****Note: I wrote this a few years ago after my Uncle David passed. It was posted on another site, but I wanted to repost in honor of my uncle, and to share these thoughts with others.****
By blood, I am a Wolf. What I know about wolves is they are a family system with their own rules, conflicts, and traditions. I also know that, like many other family systems, wolves mourn the loss of a pack member.
Grief is a time when many emotions are experienced at once. We are angry. We are sad. We might not accept the reality of our loss. We may experience these emotions one at a time or all together. There is no right or wrong way to grieve, and there is no time limit for grief. Others may not understand our response, but that does not mean our response is wrong. The emotions of grief are our natural way of coping with events for which we do not have control.

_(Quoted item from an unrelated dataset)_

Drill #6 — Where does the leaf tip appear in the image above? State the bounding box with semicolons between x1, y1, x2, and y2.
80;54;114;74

Eventually, we will accept the reality of life (and death), and we may feel guilty for these feelings. I’ve read that wolves can mourn the loss of a pack member for weeks. What we must learn from wolves is, eventually, we must continue to hunt, protect, and live free of guilt and shame. The life cycle will never end; it will continue to give life, nurture life, and take life back.
We must also continue to support and receive support from our other “pack members” no matter the distance between us. A lone wolf cannot survive on his or her own. As I write this, my family mourns a loss. Due to distance, I could not be with them on this day, but I stay connected to them through phone, text, and social media. Support can come from many different sources including family, friends, religious institutions, social groups, etc. Let these people in as the emotions of grief are strong and should not be experienced alone.
I dedicate this to my family and especially to my Uncle David who would be proud that I continued to move forward despite his passing.